Mate choice in the brain: Species differ in how male traits ‘turn on’ gene expression in female brains

Mate choice plays a fundamental role in speciation, yet we know little about the molecular mechanisms that underpin this crucial decision-making process. Stickleback fish differentially adapted to limnetic and benthic habitats are reproductively isolated and females of each species use different male traits to evaluate prospective partners and reject heterospecific males. Here, we integrate behavioral data from a mate choice experiment with gene expression profiles from the brains of females actively deciding whether to mate. We find substantial gene expression variation between limnetic and benthic females, regardless of behavioral context, suggesting general divergence in constitutive gene expression patterns, corresponding to their genetic differentiation. Intriguingly, female gene co-expression modules covary with male display traits but in opposing directions for sympatric populations of the two species, suggesting male displays elicit a dynamic neurogenomic response that reflects known differences in female preferences.
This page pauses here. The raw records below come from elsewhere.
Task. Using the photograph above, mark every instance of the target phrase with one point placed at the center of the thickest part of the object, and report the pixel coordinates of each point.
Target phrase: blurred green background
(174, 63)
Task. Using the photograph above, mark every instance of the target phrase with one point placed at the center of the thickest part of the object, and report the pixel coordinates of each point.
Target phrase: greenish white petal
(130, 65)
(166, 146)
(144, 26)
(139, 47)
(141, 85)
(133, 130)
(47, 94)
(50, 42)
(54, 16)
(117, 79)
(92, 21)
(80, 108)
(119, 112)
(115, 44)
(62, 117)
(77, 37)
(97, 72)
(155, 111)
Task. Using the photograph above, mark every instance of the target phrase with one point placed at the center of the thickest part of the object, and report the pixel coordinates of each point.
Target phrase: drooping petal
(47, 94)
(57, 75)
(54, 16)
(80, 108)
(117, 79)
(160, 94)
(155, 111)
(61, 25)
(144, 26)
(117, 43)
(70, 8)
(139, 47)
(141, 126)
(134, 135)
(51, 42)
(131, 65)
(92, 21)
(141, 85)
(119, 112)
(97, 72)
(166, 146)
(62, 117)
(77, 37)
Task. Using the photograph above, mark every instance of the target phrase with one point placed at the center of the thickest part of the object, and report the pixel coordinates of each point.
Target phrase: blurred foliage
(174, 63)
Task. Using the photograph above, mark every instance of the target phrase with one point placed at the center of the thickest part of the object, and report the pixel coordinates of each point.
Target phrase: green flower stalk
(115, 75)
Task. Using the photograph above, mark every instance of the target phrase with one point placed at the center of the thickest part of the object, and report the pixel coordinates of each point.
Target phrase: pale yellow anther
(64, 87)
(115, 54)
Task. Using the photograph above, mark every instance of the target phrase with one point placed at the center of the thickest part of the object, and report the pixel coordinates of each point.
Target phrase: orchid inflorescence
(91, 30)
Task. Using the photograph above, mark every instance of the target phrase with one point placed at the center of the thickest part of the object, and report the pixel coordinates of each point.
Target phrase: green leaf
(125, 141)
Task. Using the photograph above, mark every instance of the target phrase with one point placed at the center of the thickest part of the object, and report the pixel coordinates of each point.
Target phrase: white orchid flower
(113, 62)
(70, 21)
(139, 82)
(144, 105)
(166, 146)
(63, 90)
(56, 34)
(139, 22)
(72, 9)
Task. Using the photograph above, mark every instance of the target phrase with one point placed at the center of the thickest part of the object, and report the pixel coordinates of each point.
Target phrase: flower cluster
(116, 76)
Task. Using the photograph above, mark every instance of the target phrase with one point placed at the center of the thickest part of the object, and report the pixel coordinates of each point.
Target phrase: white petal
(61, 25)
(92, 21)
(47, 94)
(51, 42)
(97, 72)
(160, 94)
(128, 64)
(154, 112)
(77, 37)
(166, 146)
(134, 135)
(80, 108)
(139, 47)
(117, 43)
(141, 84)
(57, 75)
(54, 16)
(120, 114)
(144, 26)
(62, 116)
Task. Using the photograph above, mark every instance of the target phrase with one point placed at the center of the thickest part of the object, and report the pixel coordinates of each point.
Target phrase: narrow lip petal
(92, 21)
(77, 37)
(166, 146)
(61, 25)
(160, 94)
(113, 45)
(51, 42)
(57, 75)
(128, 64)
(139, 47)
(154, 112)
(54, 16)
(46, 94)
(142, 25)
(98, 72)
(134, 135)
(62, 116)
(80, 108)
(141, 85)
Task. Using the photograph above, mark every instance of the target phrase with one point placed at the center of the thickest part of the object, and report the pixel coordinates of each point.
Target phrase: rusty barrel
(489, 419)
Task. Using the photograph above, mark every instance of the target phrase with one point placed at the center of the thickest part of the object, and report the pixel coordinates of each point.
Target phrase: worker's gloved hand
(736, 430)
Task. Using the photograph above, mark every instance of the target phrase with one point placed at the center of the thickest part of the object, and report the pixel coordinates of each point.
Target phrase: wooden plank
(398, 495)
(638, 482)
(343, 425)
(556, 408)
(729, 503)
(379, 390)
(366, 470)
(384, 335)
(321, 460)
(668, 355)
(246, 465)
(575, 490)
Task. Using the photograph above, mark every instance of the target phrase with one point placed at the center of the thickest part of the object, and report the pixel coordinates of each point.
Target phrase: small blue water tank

Furthermore, we confirm the role of numerous candidate genes previously implicated in female mate choice in other species, suggesting that evolutionary tinkering with these conserved molecular processes underlies divergent mate preferences and sexual isolation. Taken together, our study adds important new insights to our understanding of the molecular processes underlying female decision-making critical for generating sexual isolation and speciation. Benthic and limnetic threespine sticklebacks were collected from two lakes on Texada Island, British Columbia and transferred to Michigan State University. Each female subject experienced one of three trial conditions: 1) courtship by a male from their lake and species (conspecific courtship), 2) courtship by a male from their lake and the opposite species (heterospecific courtship), or 3) a control in which female subjects were with another female from her same lake and species (social control). Brains were extracted after 20 min or when spawning occured, whichever occured first. Sample size for each treatment for Paxton limnetic, Paxton benthic, and Priest limnetic populations was n = 5-6; Priest benthic fish brains were not sequenced because of low sample siazes and we expected large indiviual variation in transcriptomes.